I’m not apologetic for who I am – and you shouldn’t be, either. Because if you aren’t yourself 100% of the time, then who are you?


  1. <3 it. You're right, it takes conviction to stick to your guns and know what you want and who you want to be. As cliché as it will sound you really can do bad all by yourself. You don't need somebody else confirming how unhappy you are. I'm overly-confident that you will find someone who compliments you as will I. Filtering out the undesirables is just a process like anything else. It can be daunting and arduous, but it's rewarding in the end because when you know the alternatives it helps you keep your focus and appreciate what you have. Get it boo.

  2. Every week I look forward to coming home and reading your blogs. As a writer you have always inspired me. I feel as though you are next to me talking through your words on the screen. I had just written you a long 30 minute response explaining how I would rather check in online and read your blog each week than watch a sitcom such as Desperate Housewives, but then the "Post Comment" button errored and erased everything I wrote.
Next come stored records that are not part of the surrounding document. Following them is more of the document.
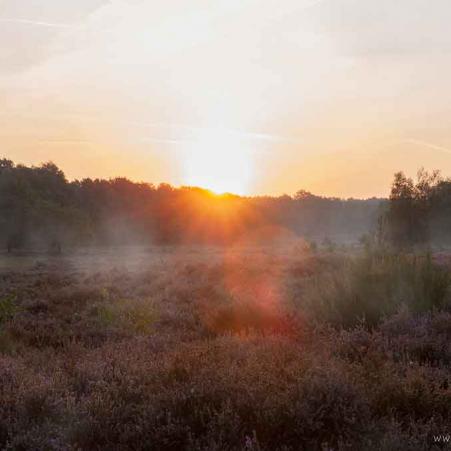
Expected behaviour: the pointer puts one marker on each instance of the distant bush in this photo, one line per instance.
(367, 288)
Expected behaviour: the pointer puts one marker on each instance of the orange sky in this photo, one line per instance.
(251, 96)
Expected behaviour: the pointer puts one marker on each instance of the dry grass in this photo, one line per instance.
(256, 349)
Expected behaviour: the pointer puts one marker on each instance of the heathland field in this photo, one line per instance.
(213, 348)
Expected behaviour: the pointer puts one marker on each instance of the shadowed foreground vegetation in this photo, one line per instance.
(239, 349)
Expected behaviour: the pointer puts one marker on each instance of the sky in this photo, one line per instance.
(248, 96)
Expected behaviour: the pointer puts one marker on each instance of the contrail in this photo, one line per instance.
(242, 133)
(36, 23)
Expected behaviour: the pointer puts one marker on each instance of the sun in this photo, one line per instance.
(219, 161)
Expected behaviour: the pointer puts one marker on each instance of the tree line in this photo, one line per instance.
(39, 207)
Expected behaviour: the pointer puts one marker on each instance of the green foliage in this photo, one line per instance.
(367, 288)
(8, 308)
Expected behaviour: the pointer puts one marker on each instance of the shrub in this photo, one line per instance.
(367, 288)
That is a story for another blog entry I suppose. Though it is my fault for hoping to write something so long without first typing up a draft in an "offline" source such as Word.

    Back to the point, your entry reminds me of this past week's episode of Grey's Anatomy. One of the characters, Christina Yang, explains how she made changes to herself for a previous character, Burke. She laments that throughout their relationship she slowly changes for Burke, sometimes without even knowing. One day she might agree to skip a surgery and the next she might even lie. By the time she looks in the mirror to get married she could not even recognize herself.

    Your entry hits this point home. No matter what be yourself. ALWAYS. We have all made changes in our lives, how could you not? If you never texted in college and hated people who did, because you could always call, but now you work a 9 to 5 and can only text your roommate that you will be home late, you have changed. But these are healthy personally acquired changes. I agree with you, the day you start changing for someone else is dangerous.

    It might be days, weeks, months, or years, but one day, like Christina, you will look into a mirror or sit down on a quite Sunday and it will hit you. You don't even know who you are or how you got there, and I will be the first to say, this is a rough day. I was at that point during Christmas break of my Junior year of college. I realized I didn't know who I was or how I was handling my life. That's a rough moment to come upon.

    What is important however is to have friends around that help out. For me, boys definitely come and go, but friends can last forever. As I have said many and many times, your way of writing brings you closer to me. No matter what, through your blog, twitter, texts, or even the occasional phone call, I can say we are friends that can last forever.

    As for me, time to copy this version into Word before I hit post.